Меня отправили в больницу имени Кащенко. Даже сейчас, по прошествии жизни, мне не хочется об этом писать. Не те нервы. Я сбежал оттуда на следующий день, меня не искали, не пытались вернуть, психов и так хватало. Я лечился дома у двух московских светил. Слово «лечился» едва ли применимо для подобных случаев, вылечиться от этого нельзя, да я и не вылечился, тем не менее прожил жизнь нормального человека и даже вернулся на фронт, пусть в качестве военного корреспондента.
Я обязан этим матери, ее не менее ценному совету, чем в начале войны. Когда я совсем захирел в руках двух медицинских корифеев, она сказала: знаешь что, притворись здоровым.
И я притворился. У нас был близкий друг, видный журналист, он устроил меня военным корреспондентом в газету «Труд», где не требовалось ПУРовского утверждения. Военкоры профсоюзной газеты не имели воинских званий и ездили на фронт в штатской одежде, но почему-то подпоясанные армейским ремнем поверх драпового пальто или прорезиненного плаща. Их постоянно арестовывали как немецких шпионов. Хорошее было представление о вражеском коварстве!.. Я имел перед ними то преимущество, что ездил в военной форме и даже с наганом, который не сдал.

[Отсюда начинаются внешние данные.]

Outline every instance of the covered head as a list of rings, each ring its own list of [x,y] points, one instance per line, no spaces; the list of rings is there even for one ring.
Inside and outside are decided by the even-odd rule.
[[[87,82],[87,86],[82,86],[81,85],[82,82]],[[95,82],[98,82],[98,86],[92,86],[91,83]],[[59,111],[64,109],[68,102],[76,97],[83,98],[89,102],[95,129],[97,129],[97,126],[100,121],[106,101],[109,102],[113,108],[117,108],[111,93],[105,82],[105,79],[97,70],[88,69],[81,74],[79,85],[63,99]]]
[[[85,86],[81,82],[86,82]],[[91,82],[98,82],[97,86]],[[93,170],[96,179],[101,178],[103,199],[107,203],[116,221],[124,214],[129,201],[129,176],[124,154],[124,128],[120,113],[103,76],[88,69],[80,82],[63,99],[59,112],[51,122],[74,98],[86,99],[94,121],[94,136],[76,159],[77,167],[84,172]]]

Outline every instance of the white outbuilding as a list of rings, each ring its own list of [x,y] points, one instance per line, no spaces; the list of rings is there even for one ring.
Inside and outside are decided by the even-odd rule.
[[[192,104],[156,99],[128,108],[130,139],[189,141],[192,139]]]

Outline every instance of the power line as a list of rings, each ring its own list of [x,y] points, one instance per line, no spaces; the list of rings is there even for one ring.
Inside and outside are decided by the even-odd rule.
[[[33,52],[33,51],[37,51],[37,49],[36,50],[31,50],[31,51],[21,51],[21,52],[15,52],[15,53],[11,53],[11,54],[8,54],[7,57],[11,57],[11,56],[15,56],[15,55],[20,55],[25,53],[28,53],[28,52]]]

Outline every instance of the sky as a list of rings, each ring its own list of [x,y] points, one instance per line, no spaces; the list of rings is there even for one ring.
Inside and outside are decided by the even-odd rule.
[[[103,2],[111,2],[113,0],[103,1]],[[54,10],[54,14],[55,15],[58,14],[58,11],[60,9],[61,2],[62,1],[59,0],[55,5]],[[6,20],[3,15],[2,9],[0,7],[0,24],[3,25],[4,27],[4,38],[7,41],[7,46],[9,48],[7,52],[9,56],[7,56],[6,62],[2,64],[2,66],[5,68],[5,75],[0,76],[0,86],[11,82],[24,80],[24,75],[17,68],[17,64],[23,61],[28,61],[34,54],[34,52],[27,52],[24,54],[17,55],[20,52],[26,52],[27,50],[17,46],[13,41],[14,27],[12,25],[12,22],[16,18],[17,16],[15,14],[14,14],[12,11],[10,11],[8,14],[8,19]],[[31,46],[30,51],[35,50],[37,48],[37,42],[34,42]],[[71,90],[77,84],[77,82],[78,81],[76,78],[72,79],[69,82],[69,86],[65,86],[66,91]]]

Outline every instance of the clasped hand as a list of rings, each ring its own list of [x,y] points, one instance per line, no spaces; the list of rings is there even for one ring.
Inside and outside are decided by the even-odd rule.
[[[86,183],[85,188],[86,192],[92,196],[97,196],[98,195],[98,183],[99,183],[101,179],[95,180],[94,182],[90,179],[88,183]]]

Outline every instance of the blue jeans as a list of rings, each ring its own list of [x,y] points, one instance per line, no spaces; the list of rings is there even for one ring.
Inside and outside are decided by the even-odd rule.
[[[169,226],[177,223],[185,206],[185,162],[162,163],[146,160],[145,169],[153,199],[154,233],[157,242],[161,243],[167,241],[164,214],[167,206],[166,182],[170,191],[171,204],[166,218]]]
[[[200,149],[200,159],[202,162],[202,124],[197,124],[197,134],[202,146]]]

Снова я попал на фронт по блату. А через два года после окончания войны я сел за руль собственной машины, хотя людям с моей статьей категорически отказано в шоферских правах. Я получил их по блату. Пришло время, и я стал ездить за границу, хотя состоял на учете в районном психдиспансере. Я получал там справки о своей годности к зарубежному туризму — по блату. Лет через тридцать меня сняли с учета — по блату, как всегда. А вот инвалидность я не стал оформлять, как, впрочем, и пенсию. Я не верю в привилегии, которые государство дает добровольно. Другое дело, если бы по блату…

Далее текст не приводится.